Nevada’s GOP delegates look forward to convention
Friday, Aug. 27, 2004 | 11:18 a.m.
WASHINGTON -- Nevada's GOP leaders head to New York this weekend for the 2004 Republican National Convention, which starts Monday.
The four-day convention is part business and part pep rally as the party prepares for the remaining days before the November election.
The state's 33 delegates will cast their votes to nominate President Bush and Vice President Dick Cheney to run for re-election. There are 2,509 delegates and 2,344 alternate delegates along with other elected officials and politicians, their guests and thousands of journalists that cover the event.
Sen. John Ensign, R-Nev.; Rep. Jim Gibbons, R-Nev.; Rep. Jon Porter, R-Nev.; and Gov. Kenny Guinn will join delegates Attorney General Brian Sandoval, Secretary of State Dean Heller and State Treasurer Brian Krolicki at the convention. Guinn and Sandoval are co-chairmen of Bush's re-election campaign in Nevada.
Brian Scroggins, chairman of the Clark County Republican Party, also a convention delegate, looks forward to "bonding" with the state's Republicans and learning from those in other states.
"You get to network and meet with like-minded people," said Scroggins. "It's a once-in-a-lifetime type of experience."
This will be his first national convention.
"It helps excite the base," Scroggins said. "Our premise all along has been that John Kerry and John Edwards are too liberal for Nevada."
Alternate delegate Radha Chanderraj said she wants to learn how she can help President Bush's re-election effort.
"What can we do in the coming months? We need to do everything we can," said Chanderraj, a Las Vegas lawyer and accountant who serves on the Nevada Gaming Commission. It is also her first convention.
"I want to be able to come back with renewed energy."
Security in New York has been a concern, but Chanderraj said she thinks everyone will be prepared.
"That is one of the reasons I want to see this administration back in office," she said, noting its emphasis on security.
The convention is not all business.
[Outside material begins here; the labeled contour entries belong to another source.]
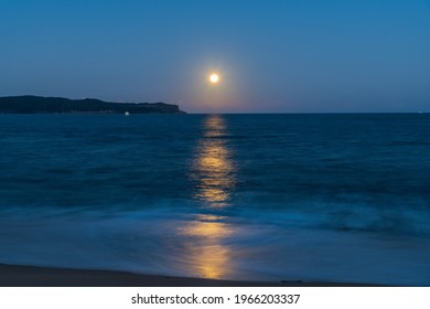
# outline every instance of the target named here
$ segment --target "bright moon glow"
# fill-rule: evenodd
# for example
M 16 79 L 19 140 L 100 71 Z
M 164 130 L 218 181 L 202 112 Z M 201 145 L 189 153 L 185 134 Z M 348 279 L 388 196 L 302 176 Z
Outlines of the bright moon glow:
M 215 73 L 212 74 L 212 75 L 209 76 L 209 81 L 211 81 L 212 84 L 218 83 L 218 81 L 219 81 L 218 74 L 215 74 Z

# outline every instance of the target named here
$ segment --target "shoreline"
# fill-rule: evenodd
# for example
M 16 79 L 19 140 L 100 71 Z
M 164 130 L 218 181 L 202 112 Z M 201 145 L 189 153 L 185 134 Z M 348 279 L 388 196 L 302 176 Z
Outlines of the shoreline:
M 0 287 L 377 287 L 325 281 L 236 281 L 0 264 Z

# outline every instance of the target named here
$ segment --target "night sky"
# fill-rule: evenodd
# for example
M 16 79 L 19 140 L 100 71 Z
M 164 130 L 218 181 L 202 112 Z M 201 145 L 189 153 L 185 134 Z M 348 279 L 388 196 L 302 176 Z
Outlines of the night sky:
M 0 0 L 0 96 L 24 94 L 430 111 L 430 1 Z

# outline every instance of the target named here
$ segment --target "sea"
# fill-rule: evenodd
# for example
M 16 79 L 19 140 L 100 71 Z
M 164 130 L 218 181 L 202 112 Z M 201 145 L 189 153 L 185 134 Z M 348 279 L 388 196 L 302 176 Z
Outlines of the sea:
M 0 263 L 430 286 L 430 114 L 0 115 Z

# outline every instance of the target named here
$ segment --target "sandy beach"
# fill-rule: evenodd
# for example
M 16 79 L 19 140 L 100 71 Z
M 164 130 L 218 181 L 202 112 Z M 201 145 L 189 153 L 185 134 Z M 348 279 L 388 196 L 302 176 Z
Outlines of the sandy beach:
M 2 287 L 361 287 L 363 284 L 228 281 L 0 264 Z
Scroggins said he has received about 50 invitations to different parties, lunches, meetings and mixers during the four-day convention. He hopes to fit some sightseeing in, too. A self-described "classic movie buff," he wants to see the Empire State Building -- featured in "An Affair to Remember" -- and places from scenes in "Breakfast at Tiffany's."
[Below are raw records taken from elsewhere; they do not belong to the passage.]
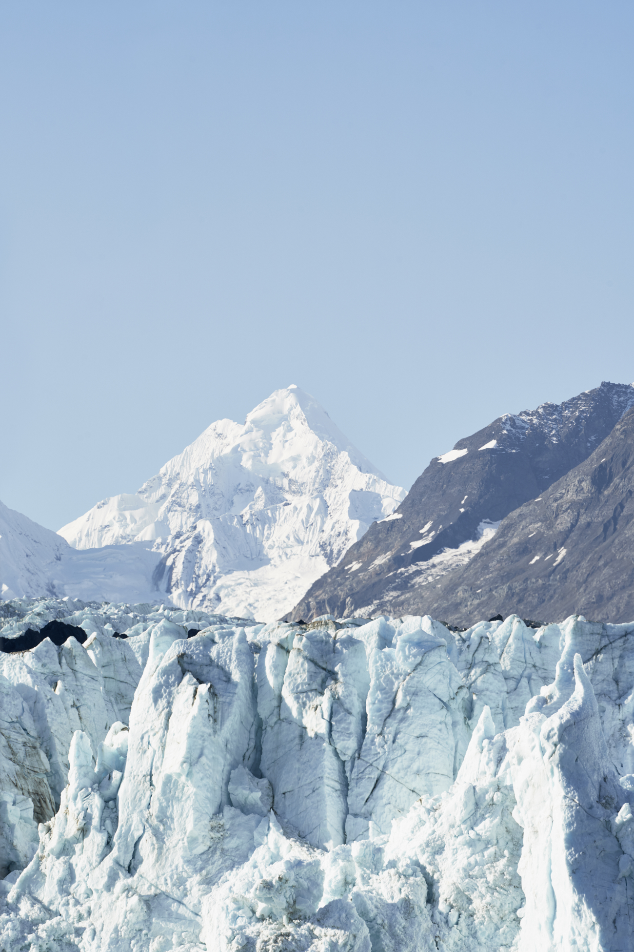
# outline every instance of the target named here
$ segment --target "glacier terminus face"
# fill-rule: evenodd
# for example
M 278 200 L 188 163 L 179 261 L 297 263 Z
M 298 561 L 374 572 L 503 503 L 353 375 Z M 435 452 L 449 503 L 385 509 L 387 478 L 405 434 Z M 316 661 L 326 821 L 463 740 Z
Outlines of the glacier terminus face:
M 1 949 L 634 947 L 634 624 L 2 613 Z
Clark County Commissioner Bruce Woodbury will attend his fourth national convention and is excited to be part of Bush's nomination.
He is eager to hear the "main event" -- Bush's acceptance speech -- and he also wants to support Porter when he addresses the crowd.
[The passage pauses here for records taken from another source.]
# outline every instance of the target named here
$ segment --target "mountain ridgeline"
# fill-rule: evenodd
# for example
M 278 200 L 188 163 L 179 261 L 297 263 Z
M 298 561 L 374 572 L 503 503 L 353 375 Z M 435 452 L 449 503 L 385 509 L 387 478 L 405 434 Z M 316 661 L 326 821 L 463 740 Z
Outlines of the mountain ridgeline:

Porter will make brief remarks from the convention stage on Monday, and Sandoval will give a speech on Wednesday. Guinn, who is vice chairman of the Republican Governors Association, will be meeting with other Republican governors during the event.
Bush campaign chairman Marc Racicot said the convention will give the party the opportunity, like the Democrats have already had, to present their candidates. He said he did not expect a "seismic shift" among voters right after the convention.
"You just don't see, with 24-hour news cycles, the same volcanic changes with one spectacular event like a convention, I don't believe, any longer," Racicot said in a meeting with reporters this week. "As a consequence of that we anticipate the race will be very, very close even after our convention, and it will remain that way all the way to Election Day."
Racicot said the convention is not as much of as display as it was decades ago and the effect on a candidate is different.
"If we were up five points, I think I'd be delighted, but we don't expect, we are certainly not planning, that it is going to be anything other than where it has been over these last weeks," Racicot said.
The Democratic National Committee also believes the race will be tight and started running an ad in Nevada this week about Yucca Mountain.
"It's going to be a close election and every electoral vote counts," said Ellen Moran, a DNC official who coordinates party ads such as the Yucca Mountain spot, not spots for Kerry's presidential campaign that would be covered by federal campaign spending limits.